Spanish film producer and director

Francisco Elías Riquelme (26 June 1890–8 June 1977) was a Spanish film producer and film director. He released the first sound film of Spanish cinema, El misterio de la Puerta del Sol, or The Mystery of Puerta del Sol (1928), which cost 18,000 pesetas at the time.

Francisco Elías Riquelme was born in Huelva, Spain.

== Career ==
Elías' earliest position was in Paris as an editor and printer of silent film title cards. He later relocated to Barcelona and shot his first film in 1914, Los Oficios de Rafael Arcos, or, The Jobs of Rafael Arcos. During World War I he traveled to the United States, where he created Elijah Press Inc., a producer of multilingual title cards. With the decline of silent films, he decided to return to Spain, where he made his debut as director with the silent film, El fabricante de suicidos, or The Suicide Fabricator (1928), and the sound film The Mystery of Puerta del Sol.

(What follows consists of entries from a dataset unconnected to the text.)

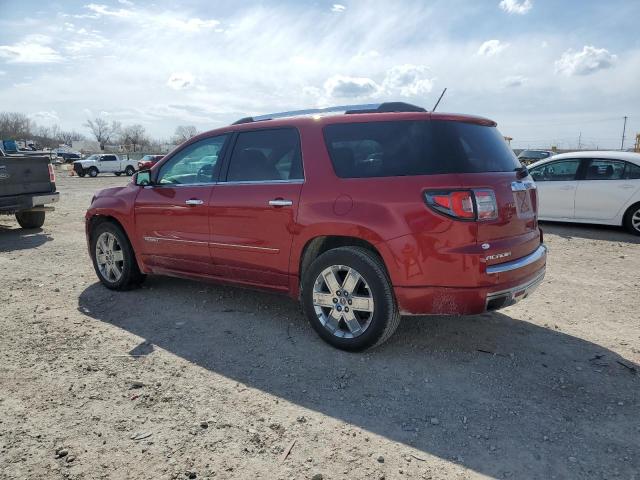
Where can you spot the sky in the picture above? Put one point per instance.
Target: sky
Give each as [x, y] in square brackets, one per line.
[549, 72]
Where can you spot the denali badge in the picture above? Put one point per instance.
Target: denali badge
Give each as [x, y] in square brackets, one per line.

The failure of his films forced him to return to Paris, where he made three French films for French production companies. When he once again returned to Spain, he joined the studio Orphea Barcelona, the first to shoot sound films made in Spain. There he created films like Pax (1932), Rataplán (1935), and Maria de la O (1936). During the Spanish Civil War he was in charge of cinematography for the Generalitat (the then-recently created governing body of Republican revolutionaries after the overthrow of Spain's military dictator, which was later incorporated into the Popular Front during the Spanish Civil War), for whom he released Bohemians (1937) and No quiero! No quiero! (1938). After the Spanish Civil War broke out, he went into exile in Mexico, where he released eight films.

In 1953 he returned to Spain to produce and direct Marta, the failure of which drove him away completely away from film direction, and years later, production. In 1994 was he was honored at the Latin American Film Festival of Huelva.

He died on June 8, 1977, in Barcelona.